[Info-vax] EU will abandon daylight savings time in 2021
Phillip Helbig undress to reply
helbig at asclothestro.multivax.de
Sat Apr 13 17:43:35 EDT 2019
In article <gheeggF2i1pU1 at mid.individual.net>, Bill Gunshannon
<bill.gunshannon at gmail.com> writes:
> >>>> According to the website I just checked sunrise in PA on the
> >>>> longest day of the years is 5:40.
> >>>
> >>> OK 5:40. Without DST that would be 4:40.
> >>
> >> No, it's 5:40 and with DST it's 6:40.
> >
> > It is 5:40 EDT with DST in place and that is 4:40 EST without DST.
> >
> > Check the table.
>
> Must be looking at different tables because mine gave the hours
> of daylight in real time, not DST.
The number of hours of daylight is independent of DST or not. Perhaps
you table gives the times in normal time. Whatever that time is, the
corresponding DST will be an hour later.
> > Or just look out the window in the morning - it is 6:31 with DST
> > tomorrow and still more than 2 months to midsummer day.
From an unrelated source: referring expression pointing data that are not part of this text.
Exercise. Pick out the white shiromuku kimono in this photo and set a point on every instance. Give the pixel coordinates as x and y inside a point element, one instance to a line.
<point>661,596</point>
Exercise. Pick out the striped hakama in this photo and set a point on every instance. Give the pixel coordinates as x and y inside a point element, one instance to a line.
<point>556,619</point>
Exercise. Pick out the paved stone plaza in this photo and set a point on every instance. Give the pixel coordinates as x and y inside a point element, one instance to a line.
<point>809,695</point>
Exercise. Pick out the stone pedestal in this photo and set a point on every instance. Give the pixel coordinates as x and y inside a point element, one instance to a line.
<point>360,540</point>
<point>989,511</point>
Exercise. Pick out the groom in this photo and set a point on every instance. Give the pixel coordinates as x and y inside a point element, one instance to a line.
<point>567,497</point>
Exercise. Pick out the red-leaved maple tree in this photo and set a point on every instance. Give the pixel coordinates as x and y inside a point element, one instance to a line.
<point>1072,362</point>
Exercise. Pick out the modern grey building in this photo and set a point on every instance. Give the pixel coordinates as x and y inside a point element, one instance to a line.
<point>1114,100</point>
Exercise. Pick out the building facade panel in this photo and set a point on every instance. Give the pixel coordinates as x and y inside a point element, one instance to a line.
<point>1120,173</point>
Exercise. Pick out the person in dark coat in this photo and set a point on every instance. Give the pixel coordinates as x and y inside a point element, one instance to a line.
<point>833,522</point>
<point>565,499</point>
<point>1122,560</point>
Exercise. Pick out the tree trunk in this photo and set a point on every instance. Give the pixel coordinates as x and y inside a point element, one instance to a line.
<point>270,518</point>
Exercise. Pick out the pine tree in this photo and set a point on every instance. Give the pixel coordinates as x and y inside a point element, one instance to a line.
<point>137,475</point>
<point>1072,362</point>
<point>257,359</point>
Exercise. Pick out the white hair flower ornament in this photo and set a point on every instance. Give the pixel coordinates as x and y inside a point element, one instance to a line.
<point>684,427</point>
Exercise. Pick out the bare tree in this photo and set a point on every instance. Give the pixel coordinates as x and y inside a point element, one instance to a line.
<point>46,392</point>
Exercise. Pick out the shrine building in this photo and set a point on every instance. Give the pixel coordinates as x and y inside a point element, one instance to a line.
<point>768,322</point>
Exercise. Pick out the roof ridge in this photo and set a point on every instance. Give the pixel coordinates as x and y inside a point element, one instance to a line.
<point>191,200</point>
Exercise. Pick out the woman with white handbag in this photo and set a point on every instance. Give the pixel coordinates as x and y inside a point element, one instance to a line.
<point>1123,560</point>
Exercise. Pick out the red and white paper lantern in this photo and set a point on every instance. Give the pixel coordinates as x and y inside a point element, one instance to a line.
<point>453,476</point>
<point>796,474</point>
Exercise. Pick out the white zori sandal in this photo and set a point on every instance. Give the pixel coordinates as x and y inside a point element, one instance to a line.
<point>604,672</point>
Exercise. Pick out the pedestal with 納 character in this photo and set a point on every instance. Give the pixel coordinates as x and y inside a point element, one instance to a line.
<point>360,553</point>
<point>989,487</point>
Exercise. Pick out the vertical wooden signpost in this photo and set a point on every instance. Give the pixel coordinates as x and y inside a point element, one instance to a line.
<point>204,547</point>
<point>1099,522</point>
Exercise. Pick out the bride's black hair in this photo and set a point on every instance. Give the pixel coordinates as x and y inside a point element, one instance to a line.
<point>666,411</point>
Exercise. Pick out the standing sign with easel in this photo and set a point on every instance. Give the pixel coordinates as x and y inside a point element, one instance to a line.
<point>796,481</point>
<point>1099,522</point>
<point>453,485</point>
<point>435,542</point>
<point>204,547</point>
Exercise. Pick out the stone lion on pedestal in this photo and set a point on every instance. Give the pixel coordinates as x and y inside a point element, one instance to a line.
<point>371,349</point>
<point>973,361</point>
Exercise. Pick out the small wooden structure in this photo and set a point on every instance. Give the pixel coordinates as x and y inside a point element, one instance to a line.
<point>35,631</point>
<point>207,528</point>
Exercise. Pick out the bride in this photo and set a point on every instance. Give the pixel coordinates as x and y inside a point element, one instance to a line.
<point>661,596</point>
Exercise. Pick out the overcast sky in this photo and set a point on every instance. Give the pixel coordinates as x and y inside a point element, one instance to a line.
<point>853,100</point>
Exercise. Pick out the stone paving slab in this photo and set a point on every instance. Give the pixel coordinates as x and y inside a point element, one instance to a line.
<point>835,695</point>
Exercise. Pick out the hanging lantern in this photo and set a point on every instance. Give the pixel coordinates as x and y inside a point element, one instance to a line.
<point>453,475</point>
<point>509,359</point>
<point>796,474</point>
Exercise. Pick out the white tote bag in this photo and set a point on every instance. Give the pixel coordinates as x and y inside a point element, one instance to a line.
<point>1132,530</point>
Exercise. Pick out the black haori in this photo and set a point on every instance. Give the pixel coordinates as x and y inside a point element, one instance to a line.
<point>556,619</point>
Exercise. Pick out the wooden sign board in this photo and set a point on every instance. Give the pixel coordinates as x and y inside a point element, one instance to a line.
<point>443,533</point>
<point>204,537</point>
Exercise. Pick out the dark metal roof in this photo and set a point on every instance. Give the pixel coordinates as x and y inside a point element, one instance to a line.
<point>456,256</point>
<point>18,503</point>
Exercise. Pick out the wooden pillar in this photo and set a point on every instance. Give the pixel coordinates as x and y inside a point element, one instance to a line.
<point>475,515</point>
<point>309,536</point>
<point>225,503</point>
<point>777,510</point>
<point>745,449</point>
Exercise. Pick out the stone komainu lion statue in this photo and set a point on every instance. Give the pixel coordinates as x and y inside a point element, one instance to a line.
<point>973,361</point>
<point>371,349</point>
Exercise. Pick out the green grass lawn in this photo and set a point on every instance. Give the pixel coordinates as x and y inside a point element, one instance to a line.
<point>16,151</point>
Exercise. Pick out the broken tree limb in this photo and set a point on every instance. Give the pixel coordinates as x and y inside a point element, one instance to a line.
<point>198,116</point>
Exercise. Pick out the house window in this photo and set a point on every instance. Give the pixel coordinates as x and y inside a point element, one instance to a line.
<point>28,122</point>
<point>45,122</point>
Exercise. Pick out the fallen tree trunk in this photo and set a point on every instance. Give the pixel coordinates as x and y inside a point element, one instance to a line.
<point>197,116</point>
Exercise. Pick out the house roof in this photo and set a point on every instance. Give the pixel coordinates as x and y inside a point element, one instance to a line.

One springs forward in the spring and falls back in the fall. I don't
know when sunrise is on the longest day there, but the longest day will
be during daylight-saving time, so the corresponding "normal" time would
be one hour EARLIER. Think about it---with DST it gets dark later, but
of course the number of hours of daylight doesn't change when moving to
DST, so it must get light later as well. So, sunrise at a given time
DST will be an hour later than with normal time.
> And still dark here. I get up by 6:30 AM every day. And on
> cloudy days (which seem to make up the majority any more) it
> stays darker even later.
Right. It gets light later with DST, and gets dark later.
> I do like having the later sun. When I was in Georgia
> for 6 months thru the summer of 2008 I was able to get off
> work and still play golf because that far south it stayed
> light until after 7:00 PM.
In summer, the farther south you go (in the northern hemisphere), the
EARLIER it gets dark (at the same longitude, of course).